Minnesota Statutes 2012, section 256B.0625, subdivision 13d, is amended to
read:


Subd. 13d.

Drug formulary.

(a) The commissioner shall establish a drug
formulary. Its establishment and publication shall not be subject to the requirements of the
Administrative Procedure Act, but the Formulary Committee shall review and comment
on the formulary contents.

(b) The formulary shall not include:

(1) drugs, active pharmaceutical ingredients, or products for which there is no
federal funding;

(2) over-the-counter drugs, except as provided in subdivision 13;

(3) drugs or active pharmaceutical ingredients used for weight loss, except that
medically necessary lipase inhibitors may be covered for a recipient with type II diabetes;

(4) drugs or active pharmaceutical ingredients when used for the treatment of
impotence or erectile dysfunction;

(5) drugs or active pharmaceutical ingredients for which medical value has not
been established; and

(6) drugs from manufacturers who have not signed a rebate agreement with the
Department of Health and Human Services pursuant to section 1927 of title XIX of the
Social Security Act.; and

(7) cannabis as defined in section 152.22.

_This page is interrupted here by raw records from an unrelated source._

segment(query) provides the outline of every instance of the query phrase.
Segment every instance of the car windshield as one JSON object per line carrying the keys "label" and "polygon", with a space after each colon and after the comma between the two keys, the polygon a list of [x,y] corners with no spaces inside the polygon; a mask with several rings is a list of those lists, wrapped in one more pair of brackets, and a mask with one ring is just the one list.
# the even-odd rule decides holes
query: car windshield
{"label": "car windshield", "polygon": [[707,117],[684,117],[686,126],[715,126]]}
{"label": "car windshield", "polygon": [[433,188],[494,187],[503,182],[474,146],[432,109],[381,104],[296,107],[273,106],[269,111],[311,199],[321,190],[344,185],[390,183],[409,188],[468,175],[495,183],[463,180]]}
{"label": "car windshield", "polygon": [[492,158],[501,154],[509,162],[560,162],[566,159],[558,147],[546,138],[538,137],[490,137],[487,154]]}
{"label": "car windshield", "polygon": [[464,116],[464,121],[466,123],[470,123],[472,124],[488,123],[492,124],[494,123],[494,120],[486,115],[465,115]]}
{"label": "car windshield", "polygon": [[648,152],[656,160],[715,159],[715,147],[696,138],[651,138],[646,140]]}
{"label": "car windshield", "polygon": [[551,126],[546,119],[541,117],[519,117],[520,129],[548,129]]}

(c) If a single-source drug used by at least two percent of the fee-for-service
medical assistance recipients is removed from the formulary due to the failure of the
manufacturer to sign a rebate agreement with the Department of Health and Human
Services, the commissioner shall notify prescribing practitioners within 30 days of
receiving notification from the Centers for Medicare and Medicaid Services (CMS) that a
rebate agreement was not signed.

Sec. 23. ADVISORY COUNCIL INITIAL APPOINTMENTS; INITIAL
MEETING.

The commissioner of health shall make initial appointments to the Medical Cannabis
Advisory Council established in Minnesota Statutes, section 152.40, by July 15, 2014, and
shall convene the first meeting of the council by August 1, 2014.

EFFECTIVE DATE.

This section is effective the day following final enactment.

Sec. 24.

APPROPRIATIONS.

(a) $3,516,000 in fiscal year 2015 is appropriated from the state government special
revenue fund to the commissioner of health to implement Minnesota Statutes, sections
152.22 to 152.45. The base for this appropriation is $2,897,000 in fiscal year 2016 and
$2,357,000 in fiscal year 2017.

(b) $117,000 in fiscal year 2015 is appropriated from the state government special
revenue fund to the commissioner of health to conduct the assessment of the medicinal
use of cannabis as described in section 21. The base for this appropriation is $124,000
in fiscal years 2016 and 2017. The commissioner of health shall execute an interagency
agreement to transfer $609,000 in fiscal year 2015 to the commissioner of public safety
for enforcement activities related to Minnesota Statutes, sections 152.22 to 152.45. The
base for this purpose is $609,000 in fiscal years 2016 and 2017.

Sec. 25. EFFECTIVE DATE.

Sections 1 to 3, 5 to 19, and 22 are effective July 1, 2014.